> -----Original Message-----
> From: Doron Roberts-Kedes [mailto:doro...@fb.com]
> Sent: Tuesday, August 7, 2018 12:02 AM
> To: Vakul Garg <vakul.g...@nxp.com>
> Cc: David S . Miller <da...@davemloft.net>; Dave Watson
> <davejwat...@fb.com>; Boris Pismenny <bor...@mellanox.com>; Aviad
> Yehezkel <avia...@mellanox.com>; netdev@vger.kernel.org
> Subject: Re: [PATCH net-next] net/tls: Calculate nsg for zerocopy path
> without skb_cow_data.
>
> On Fri, Aug 03, 2018 at 11:49:02AM -0700, Doron Roberts-Kedes wrote:
> > On Fri, Aug 03, 2018 at 01:23:33AM +0000, Vakul Garg wrote:
> > >
> > >
> > > > -----Original Message-----
> > > > From: Doron Roberts-Kedes [mailto:doro...@fb.com]
> > > > Sent: Friday, August 3, 2018 6:00 AM
> > > > To: David S . Miller <da...@davemloft.net>
> > > > Cc: Dave Watson <davejwat...@fb.com>; Vakul Garg
> > > > <vakul.g...@nxp.com>; Boris Pismenny <bor...@mellanox.com>;
> Aviad
> > > > Yehezkel <avia...@mellanox.com>; netdev@vger.kernel.org; Doron
> > > > Roberts-Kedes <doro...@fb.com>
> > > > Subject: [PATCH net-next] net/tls: Calculate nsg for zerocopy path
> > > > without skb_cow_data.
> > > >
> > > > decrypt_skb fails if the number of sg elements required to map is
> > > > greater than MAX_SKB_FRAGS. As noted by Vakul Garg, nsg must
> > > > always be calculated, but skb_cow_data adds unnecessary memcpy's
> > > > for the zerocopy case.
> > > >
> > > > The new function skb_nsg calculates the number of scatterlist
> > > > elements required to map the skb without the extra overhead of
> > > > skb_cow_data. This function mimics the structure of skb_to_sgvec.
> > > >
> > > > Fixes: c46234ebb4d1 ("tls: RX path for ktls")

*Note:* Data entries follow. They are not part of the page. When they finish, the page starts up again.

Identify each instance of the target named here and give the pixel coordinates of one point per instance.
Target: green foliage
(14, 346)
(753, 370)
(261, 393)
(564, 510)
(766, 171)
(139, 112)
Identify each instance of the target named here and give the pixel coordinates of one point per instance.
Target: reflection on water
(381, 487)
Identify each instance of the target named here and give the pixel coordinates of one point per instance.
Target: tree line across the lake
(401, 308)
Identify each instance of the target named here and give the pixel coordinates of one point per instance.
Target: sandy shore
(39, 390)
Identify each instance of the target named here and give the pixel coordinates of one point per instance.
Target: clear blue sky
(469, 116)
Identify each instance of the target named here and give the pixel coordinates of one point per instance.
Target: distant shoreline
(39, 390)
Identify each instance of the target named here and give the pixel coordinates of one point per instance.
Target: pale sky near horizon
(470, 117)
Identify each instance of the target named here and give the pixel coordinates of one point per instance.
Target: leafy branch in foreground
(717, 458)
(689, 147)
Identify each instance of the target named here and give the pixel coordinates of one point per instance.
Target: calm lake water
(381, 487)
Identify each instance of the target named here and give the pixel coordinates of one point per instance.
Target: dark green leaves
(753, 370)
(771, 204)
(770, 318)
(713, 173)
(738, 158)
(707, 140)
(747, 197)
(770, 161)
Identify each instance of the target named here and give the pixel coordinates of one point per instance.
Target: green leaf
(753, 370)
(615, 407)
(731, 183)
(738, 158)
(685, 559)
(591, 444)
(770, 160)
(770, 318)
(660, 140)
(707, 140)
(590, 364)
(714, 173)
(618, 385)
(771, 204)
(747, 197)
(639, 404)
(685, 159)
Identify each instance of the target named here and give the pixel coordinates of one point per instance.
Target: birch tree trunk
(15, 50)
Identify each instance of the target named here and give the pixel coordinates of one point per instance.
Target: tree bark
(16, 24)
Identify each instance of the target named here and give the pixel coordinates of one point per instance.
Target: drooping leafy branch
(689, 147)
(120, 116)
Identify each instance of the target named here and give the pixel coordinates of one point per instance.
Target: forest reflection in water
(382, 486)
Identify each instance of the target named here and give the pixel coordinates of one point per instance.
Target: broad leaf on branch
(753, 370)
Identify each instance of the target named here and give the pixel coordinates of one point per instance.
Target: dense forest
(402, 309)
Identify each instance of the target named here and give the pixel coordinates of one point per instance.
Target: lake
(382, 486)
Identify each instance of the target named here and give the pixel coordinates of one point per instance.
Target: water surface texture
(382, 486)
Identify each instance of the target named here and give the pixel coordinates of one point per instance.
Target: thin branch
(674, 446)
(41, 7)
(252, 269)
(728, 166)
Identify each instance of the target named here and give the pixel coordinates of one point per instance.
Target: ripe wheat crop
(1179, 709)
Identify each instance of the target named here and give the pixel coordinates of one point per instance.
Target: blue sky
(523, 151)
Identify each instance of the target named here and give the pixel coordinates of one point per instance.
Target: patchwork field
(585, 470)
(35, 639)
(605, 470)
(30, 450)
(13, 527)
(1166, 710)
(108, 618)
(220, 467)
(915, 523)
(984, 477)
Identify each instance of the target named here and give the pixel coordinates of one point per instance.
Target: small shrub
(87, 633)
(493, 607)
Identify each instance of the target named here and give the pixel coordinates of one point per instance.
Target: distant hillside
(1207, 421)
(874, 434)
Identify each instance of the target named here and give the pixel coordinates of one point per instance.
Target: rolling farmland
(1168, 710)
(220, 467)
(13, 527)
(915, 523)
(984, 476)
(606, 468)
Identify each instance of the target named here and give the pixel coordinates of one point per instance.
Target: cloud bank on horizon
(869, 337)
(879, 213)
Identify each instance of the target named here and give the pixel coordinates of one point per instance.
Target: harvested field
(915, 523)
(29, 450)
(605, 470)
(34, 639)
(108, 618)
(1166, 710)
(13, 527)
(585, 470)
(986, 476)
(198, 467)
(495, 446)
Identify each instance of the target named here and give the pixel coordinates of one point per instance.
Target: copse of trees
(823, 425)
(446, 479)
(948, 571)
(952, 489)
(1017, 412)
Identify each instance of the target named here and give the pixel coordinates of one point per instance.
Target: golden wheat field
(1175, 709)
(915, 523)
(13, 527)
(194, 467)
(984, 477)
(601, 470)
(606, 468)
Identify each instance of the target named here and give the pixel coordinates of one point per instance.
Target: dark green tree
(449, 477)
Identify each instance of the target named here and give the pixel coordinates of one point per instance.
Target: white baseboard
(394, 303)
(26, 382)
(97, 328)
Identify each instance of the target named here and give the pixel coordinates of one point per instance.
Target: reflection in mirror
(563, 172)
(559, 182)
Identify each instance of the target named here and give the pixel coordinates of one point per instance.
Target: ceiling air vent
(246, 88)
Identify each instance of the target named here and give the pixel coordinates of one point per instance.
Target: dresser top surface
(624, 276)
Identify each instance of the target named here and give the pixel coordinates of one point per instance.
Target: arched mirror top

> > > > Signed-off-by: Doron Roberts-Kedes <doro...@fb.com>
> > > > ---
> > > > net/tls/tls_sw.c | 89
> > > > ++++++++++++++++++++++++++++++++++++++++++++++--
> > > > 1 file changed, 86 insertions(+), 3 deletions(-)
> > > >
> > > > memcpy(iv, tls_ctx->rx.iv, TLS_CIPHER_AES_GCM_128_SALT_SIZE);
> > > > if (!sgout) {
> > > > - nsg = skb_cow_data(skb, 0, &unused) + 1;
> > > > + nsg = skb_cow_data(skb, 0, &unused);
> > > > + } else {
> > > > + nsg = skb_nsg(skb,
> > > > + rxm->offset + tls_ctx->rx.prepend_size,
> > > > + rxm->full_len - tls_ctx->rx.prepend_size);
> > > > + if (nsg <= 0)
> > > > + return nsg;
> > > Comparison should be (nsg < 1). TLS forbids '0' sized records.
> >
> > Yes true, v2 incoming
> >
>
> Glancing at this a second time, I actually don't believe this should be
> changed. nsg <= 0 is equivalent to nsg < 1.
Correct.
> Returning 0 if the record is
> 0 sized is the proper behavior here, since decrypting a zero-length skb is a
> no-
> op. It is true that zero sized TLS records are forbidden, but it is confusing
> to
> enforce that in this part of the code. I would be surpised to learn that
> tls_sw_recvmsg could be invoked with a len equal to 0, but if I'm wrong, and
> that case does need to be handled, then it should be in a different patch.